Municipal CDS reference the equivalent cash bonds of the obligor. So a NY10Yr CDS references New York State general obligation bonds that mature in 10 years. CDS and cash bonds use different units of measurement but generally move proportionally to each other. So if investors no longer want New York State general obligation bonds and their price declines, one would usually see the CDS sell off too.
But municipal cash bond markets didn’t sell off yesterday. You can see in the Thomson Reuters Municipal Market Data chart below that New York State general obligations have been trading pretty steady recently. There certainly wasn’t a 17 percent drop yesterday like there was in the NY10Yr muni CDS. What’s going here?

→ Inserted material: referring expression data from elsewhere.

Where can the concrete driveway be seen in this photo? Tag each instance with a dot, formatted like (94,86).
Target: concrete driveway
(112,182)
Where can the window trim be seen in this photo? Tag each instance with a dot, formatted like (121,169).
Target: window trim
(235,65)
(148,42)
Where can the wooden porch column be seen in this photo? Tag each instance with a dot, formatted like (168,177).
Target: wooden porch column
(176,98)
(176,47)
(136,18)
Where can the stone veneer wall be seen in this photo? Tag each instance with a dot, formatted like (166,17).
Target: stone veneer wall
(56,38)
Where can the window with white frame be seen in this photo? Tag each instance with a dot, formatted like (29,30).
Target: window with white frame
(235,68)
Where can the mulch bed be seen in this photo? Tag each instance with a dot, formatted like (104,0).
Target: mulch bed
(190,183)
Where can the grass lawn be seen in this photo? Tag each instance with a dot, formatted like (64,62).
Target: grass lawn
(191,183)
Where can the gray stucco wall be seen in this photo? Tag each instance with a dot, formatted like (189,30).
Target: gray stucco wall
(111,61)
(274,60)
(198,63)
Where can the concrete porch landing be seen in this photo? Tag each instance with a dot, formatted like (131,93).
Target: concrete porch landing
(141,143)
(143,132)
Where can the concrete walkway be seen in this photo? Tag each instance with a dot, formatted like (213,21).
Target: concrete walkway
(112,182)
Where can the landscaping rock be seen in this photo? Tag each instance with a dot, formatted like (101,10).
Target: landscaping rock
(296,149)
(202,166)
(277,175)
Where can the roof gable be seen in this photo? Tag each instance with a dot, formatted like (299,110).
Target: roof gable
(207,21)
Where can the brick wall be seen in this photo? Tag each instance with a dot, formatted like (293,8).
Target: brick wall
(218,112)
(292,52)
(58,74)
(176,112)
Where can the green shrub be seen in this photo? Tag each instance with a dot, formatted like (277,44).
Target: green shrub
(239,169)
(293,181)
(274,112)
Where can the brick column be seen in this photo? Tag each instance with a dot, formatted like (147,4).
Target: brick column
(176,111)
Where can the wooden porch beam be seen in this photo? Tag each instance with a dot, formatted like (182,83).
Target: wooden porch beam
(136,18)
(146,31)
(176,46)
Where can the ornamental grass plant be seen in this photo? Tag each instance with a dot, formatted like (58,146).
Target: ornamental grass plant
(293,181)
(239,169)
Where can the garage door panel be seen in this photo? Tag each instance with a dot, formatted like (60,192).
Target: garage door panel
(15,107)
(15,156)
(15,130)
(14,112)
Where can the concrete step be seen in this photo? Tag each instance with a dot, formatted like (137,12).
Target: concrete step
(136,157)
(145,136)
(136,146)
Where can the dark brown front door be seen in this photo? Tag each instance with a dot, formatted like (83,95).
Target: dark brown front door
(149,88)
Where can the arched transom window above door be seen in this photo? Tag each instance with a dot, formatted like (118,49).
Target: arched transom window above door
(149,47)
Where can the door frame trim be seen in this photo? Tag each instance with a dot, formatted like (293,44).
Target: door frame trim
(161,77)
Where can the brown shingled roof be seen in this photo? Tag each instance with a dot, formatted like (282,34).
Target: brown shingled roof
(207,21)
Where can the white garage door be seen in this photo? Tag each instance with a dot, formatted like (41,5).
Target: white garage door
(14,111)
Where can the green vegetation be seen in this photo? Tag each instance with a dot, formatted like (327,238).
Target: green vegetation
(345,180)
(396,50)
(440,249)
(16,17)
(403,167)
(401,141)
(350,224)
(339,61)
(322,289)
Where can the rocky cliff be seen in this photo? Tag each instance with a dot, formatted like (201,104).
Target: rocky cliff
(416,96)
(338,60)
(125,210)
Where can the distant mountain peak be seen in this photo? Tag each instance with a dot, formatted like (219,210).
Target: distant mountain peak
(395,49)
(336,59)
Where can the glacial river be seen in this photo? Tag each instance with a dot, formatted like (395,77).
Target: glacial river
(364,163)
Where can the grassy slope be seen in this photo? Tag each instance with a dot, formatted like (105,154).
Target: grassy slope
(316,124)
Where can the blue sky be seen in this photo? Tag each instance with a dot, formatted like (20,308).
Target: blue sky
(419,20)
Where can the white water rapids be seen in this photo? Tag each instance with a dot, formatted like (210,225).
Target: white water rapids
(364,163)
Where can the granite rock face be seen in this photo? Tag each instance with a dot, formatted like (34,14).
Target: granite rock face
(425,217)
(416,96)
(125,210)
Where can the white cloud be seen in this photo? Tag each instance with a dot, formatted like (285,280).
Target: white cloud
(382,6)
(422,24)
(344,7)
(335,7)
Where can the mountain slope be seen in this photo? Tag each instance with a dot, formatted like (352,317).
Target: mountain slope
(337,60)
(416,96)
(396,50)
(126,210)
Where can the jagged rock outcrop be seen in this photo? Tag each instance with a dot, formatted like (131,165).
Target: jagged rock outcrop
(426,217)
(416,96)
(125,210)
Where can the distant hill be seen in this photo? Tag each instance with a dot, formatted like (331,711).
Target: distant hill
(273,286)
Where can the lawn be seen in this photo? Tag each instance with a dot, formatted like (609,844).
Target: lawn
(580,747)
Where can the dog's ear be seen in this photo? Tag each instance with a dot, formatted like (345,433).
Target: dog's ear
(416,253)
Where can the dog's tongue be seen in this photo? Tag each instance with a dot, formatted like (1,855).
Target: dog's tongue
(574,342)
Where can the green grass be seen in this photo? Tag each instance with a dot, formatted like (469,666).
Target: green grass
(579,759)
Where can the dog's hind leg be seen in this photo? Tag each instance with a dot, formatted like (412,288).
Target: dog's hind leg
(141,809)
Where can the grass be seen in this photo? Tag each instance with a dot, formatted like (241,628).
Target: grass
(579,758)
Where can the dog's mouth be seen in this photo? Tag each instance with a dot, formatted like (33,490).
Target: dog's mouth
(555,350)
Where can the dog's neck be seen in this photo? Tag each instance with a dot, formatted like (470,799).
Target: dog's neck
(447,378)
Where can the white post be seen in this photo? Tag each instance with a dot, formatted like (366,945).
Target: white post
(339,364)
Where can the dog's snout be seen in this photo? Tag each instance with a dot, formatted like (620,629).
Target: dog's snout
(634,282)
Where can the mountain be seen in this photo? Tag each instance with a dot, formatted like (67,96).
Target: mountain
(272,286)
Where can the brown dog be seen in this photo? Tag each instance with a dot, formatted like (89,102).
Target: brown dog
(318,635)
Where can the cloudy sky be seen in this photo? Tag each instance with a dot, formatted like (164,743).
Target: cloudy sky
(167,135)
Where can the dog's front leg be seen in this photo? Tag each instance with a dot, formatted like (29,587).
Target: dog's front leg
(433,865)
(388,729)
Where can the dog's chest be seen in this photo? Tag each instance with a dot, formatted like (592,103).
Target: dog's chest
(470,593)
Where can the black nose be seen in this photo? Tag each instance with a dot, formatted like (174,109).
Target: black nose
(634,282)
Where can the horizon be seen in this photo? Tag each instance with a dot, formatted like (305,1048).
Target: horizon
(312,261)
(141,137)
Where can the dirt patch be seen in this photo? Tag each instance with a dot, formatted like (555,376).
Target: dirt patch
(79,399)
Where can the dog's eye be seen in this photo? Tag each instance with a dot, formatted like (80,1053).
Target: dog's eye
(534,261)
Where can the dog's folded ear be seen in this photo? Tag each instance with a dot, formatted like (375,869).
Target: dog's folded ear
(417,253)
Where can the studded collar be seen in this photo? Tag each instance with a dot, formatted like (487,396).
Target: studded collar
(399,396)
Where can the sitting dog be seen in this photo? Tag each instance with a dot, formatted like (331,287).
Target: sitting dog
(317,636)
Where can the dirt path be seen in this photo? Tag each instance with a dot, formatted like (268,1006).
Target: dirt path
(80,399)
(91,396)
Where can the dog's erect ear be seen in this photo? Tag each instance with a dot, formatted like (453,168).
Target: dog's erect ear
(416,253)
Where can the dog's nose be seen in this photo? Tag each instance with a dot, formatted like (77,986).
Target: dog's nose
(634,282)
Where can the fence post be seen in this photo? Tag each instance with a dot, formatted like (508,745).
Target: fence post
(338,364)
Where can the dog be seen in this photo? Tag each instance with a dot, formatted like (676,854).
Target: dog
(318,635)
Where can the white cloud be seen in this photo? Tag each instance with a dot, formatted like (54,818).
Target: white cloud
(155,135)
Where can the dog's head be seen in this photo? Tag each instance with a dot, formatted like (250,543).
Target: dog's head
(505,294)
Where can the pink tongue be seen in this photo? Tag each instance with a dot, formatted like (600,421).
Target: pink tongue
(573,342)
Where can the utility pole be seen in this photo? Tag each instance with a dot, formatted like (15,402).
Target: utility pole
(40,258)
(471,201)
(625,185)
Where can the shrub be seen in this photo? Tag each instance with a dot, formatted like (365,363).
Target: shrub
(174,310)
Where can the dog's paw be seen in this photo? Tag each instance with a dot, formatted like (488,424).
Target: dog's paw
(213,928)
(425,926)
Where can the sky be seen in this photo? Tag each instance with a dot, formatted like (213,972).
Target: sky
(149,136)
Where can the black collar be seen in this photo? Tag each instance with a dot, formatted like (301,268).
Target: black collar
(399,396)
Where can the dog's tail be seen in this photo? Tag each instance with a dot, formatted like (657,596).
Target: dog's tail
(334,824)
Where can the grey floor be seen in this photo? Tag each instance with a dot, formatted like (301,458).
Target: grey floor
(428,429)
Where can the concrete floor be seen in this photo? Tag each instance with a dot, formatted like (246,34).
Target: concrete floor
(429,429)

Well-known blogger ZeroHedge published a Muni CDS Market Primer last January that provides good background on the product:
Theoretically, MCDS [municipal CDS] is equivalent to a financed purchase of a muni bond with an interest rate hedge and, therefore, the MCDS spread should track the muni bond spread. However, like in the corporate market, there could be a basis between the two spreads based on demand/supply and transaction cost considerations.
You might wonder what “there could be a basis between the two spreads based on demand/supply” means. It means that one of the products could sell off for some reason that’s exclusive to that market, and the relationship between the two products would break down.
A plausible scenario of what happened to muni CDS is that some big seller had to suddenly dump their positions to raise cash — a panic sale, in other words. Bond and derivative traders get big salaries because they know how to exit positions quietly without causing spreads to blow out. Since these moves happened across 8 states, it wasn’t just an error by some newbie on the trading desk.
Of course, there could be other explanations, but it made me wonder who could be dumping assets. Maybe it was a municipal bond fund that got run over by holding 8 percent of their assets in the muni debt of American Airlines? They are certainly a group who needed fast cash.